Primax Electronics Ltd. (4915 TT / 4915.TW) announced today its consolidated April revenue of NT$5.05 billion, which is a 20.7% year-on-year (YoY) decline and a 17.2% month-over-month (MoM) drop. The YoY decline came primarily from weakening consumer demand leading to customers’ inventory adjustments and delayed shipments. For January-April, Primax’s accumulated consolidated revenue reached NT$19.73 billion, a 18.7% YoY decrease.

Despite weaker than expected revenue in April and a drop in consumer demand especially for PC and audio related products, Primax expects 1Q23 to be the trough and revenue should grow sequentially quarter-over-quarter (QoQ) starting from 2Q23. Thanks to a better product mix and a focus more on higher margin new business and products, Primax expects its gross margin to see YoY improvements in 2023, which will likely offset some of the top-line weakness. Also, in preparation for the murky outlook in 1H23, Primax has also taken precautionary measures to aggressively manage its inventory, Opex ratio and cash flow since late of 2022, which would also help to improve Primax’s bottom-line.

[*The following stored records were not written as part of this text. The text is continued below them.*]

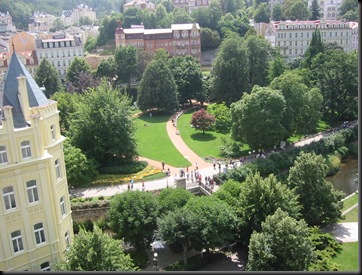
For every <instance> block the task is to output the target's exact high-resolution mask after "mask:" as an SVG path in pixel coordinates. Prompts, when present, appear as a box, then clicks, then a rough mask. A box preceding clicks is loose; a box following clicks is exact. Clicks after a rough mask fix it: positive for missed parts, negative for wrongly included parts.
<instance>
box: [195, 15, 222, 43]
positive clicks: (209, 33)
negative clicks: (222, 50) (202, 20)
mask: <svg viewBox="0 0 362 275" xmlns="http://www.w3.org/2000/svg"><path fill="white" fill-rule="evenodd" d="M196 10H200V9H196ZM200 36H201V37H200V39H201V49H202V50H211V49H216V48H217V47H219V45H220V43H221V38H220V35H219V33H218V32H217V31H214V30H212V29H209V28H201V34H200Z"/></svg>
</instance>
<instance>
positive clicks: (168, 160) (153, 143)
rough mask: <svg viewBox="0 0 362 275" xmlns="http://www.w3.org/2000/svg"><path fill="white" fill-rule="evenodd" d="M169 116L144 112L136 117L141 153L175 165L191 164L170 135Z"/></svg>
mask: <svg viewBox="0 0 362 275" xmlns="http://www.w3.org/2000/svg"><path fill="white" fill-rule="evenodd" d="M169 117H170V115H164V114H158V113H153V116H152V117H150V116H149V114H144V115H141V116H139V117H135V118H134V123H135V125H136V127H137V130H136V140H137V142H138V151H139V155H140V156H142V157H145V158H149V159H153V160H157V161H159V162H162V161H164V162H165V163H167V164H169V165H171V166H174V167H186V166H190V165H191V163H190V162H189V161H188V160H187V159H185V157H184V156H183V155H182V154H181V153H180V152H179V151H178V150H177V149H176V147H175V146H174V145H173V143H172V141H171V140H170V138H169V137H168V134H167V130H166V122H167V121H168V119H169ZM145 125H147V126H145Z"/></svg>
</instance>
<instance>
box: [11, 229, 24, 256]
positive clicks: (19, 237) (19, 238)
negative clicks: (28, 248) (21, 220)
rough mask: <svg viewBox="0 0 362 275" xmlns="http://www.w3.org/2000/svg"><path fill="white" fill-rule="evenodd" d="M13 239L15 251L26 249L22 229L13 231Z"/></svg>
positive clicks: (14, 252) (13, 243)
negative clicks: (22, 238)
mask: <svg viewBox="0 0 362 275" xmlns="http://www.w3.org/2000/svg"><path fill="white" fill-rule="evenodd" d="M11 241H12V243H13V249H14V253H17V252H20V251H23V250H24V245H23V239H22V237H21V232H20V230H16V231H14V232H12V233H11Z"/></svg>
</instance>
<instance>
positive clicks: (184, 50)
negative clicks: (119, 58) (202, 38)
mask: <svg viewBox="0 0 362 275" xmlns="http://www.w3.org/2000/svg"><path fill="white" fill-rule="evenodd" d="M115 40H116V47H117V48H118V47H119V46H126V45H133V46H135V47H136V48H139V49H143V50H145V51H148V52H152V53H153V52H155V51H156V50H157V49H160V48H162V49H164V50H166V51H167V53H168V54H169V55H170V56H185V55H191V56H193V57H195V58H196V59H197V60H198V61H199V62H200V61H201V40H200V26H199V24H198V23H191V24H172V25H171V28H168V29H144V28H143V27H141V28H139V27H137V28H130V29H123V28H122V25H121V22H119V23H118V28H117V29H116V32H115Z"/></svg>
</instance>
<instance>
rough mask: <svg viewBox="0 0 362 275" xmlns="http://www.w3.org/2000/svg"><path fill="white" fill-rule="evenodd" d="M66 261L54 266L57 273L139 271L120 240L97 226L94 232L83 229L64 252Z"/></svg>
mask: <svg viewBox="0 0 362 275" xmlns="http://www.w3.org/2000/svg"><path fill="white" fill-rule="evenodd" d="M64 254H65V255H64V256H65V260H64V261H60V262H58V263H56V264H55V265H54V266H53V269H54V270H55V271H137V270H138V268H137V267H136V266H135V265H134V263H133V261H132V259H131V258H130V256H129V255H126V254H125V253H124V248H123V245H122V244H121V242H120V241H119V240H114V239H113V238H112V237H111V236H109V235H107V234H105V233H103V232H102V230H101V229H100V228H99V227H98V226H97V225H95V226H94V228H93V232H90V231H86V230H85V229H84V228H81V229H80V231H79V233H78V234H77V235H76V236H75V237H74V242H73V244H72V245H71V246H70V248H69V249H68V250H66V251H65V252H64Z"/></svg>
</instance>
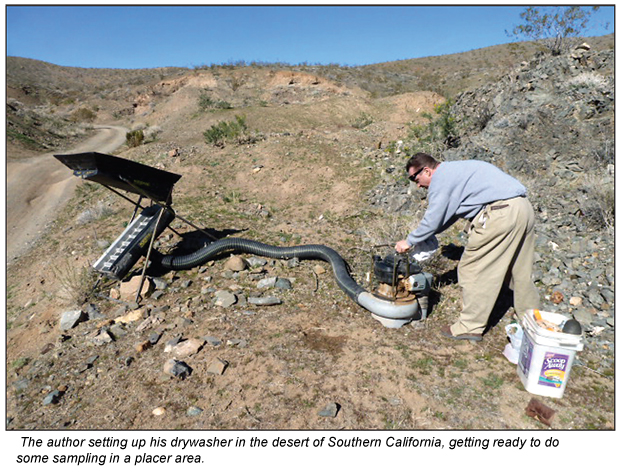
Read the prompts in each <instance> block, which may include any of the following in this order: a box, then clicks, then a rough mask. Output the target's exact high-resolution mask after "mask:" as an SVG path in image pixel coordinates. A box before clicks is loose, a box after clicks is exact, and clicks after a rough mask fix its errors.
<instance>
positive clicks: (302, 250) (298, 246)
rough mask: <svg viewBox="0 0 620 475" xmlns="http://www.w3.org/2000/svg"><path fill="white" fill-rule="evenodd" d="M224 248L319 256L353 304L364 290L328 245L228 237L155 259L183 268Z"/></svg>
mask: <svg viewBox="0 0 620 475" xmlns="http://www.w3.org/2000/svg"><path fill="white" fill-rule="evenodd" d="M225 251H239V252H244V253H248V254H255V255H257V256H263V257H270V258H273V259H293V258H295V257H296V258H298V259H318V260H322V261H325V262H329V263H330V264H331V266H332V269H333V271H334V276H335V278H336V281H337V282H338V285H339V286H340V288H341V289H342V290H343V291H344V292H345V293H346V294H347V295H348V296H349V297H351V298H352V299H353V300H354V301H355V302H356V303H358V300H357V297H358V296H359V295H360V294H361V293H362V292H364V288H363V287H361V286H360V285H359V284H357V282H355V281H354V280H353V278H352V277H351V276H350V274H349V271H348V269H347V264H346V262H345V261H344V259H343V258H342V257H341V256H340V254H338V253H337V252H336V251H334V250H333V249H331V248H329V247H327V246H323V245H318V244H309V245H304V246H291V247H278V246H271V245H269V244H263V243H261V242H257V241H251V240H249V239H240V238H227V239H220V240H219V241H215V242H212V243H210V244H209V245H208V246H206V247H203V248H202V249H199V250H197V251H195V252H193V253H191V254H187V255H185V256H161V255H159V256H158V257H157V258H154V260H159V259H161V260H160V261H159V264H160V265H161V266H162V267H165V268H167V269H172V270H184V269H191V268H192V267H195V266H197V265H201V264H204V263H205V262H207V261H209V260H211V259H212V258H214V257H215V256H217V255H218V254H221V253H222V252H225Z"/></svg>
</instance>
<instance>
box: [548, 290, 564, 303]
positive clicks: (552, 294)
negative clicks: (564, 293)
mask: <svg viewBox="0 0 620 475" xmlns="http://www.w3.org/2000/svg"><path fill="white" fill-rule="evenodd" d="M563 300H564V294H563V293H562V292H560V291H558V290H556V291H555V292H553V293H552V294H551V302H553V303H554V304H556V305H557V304H559V303H562V301H563Z"/></svg>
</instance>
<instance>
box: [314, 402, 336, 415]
mask: <svg viewBox="0 0 620 475" xmlns="http://www.w3.org/2000/svg"><path fill="white" fill-rule="evenodd" d="M339 410H340V404H338V403H335V402H330V403H329V404H328V405H327V406H325V407H324V408H323V410H322V411H321V412H319V416H321V417H336V416H337V415H338V411H339Z"/></svg>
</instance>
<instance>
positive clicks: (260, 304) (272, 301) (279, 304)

Primax continues to focus on new businesses to improve profitability in 2023 and beyond. In the auto / industrial AIoT segment, growth in 2023 will likely come from surveillance and security related products, auto electronics (ADAS / AVAS), and B2B cameras which includes camera systems in unmanned stores, drones, and other new applications. Thanks to better product mix and increasing contributions from new businesses, Primax is expected to improve its net profit and continue to enhance its ROE in 2023.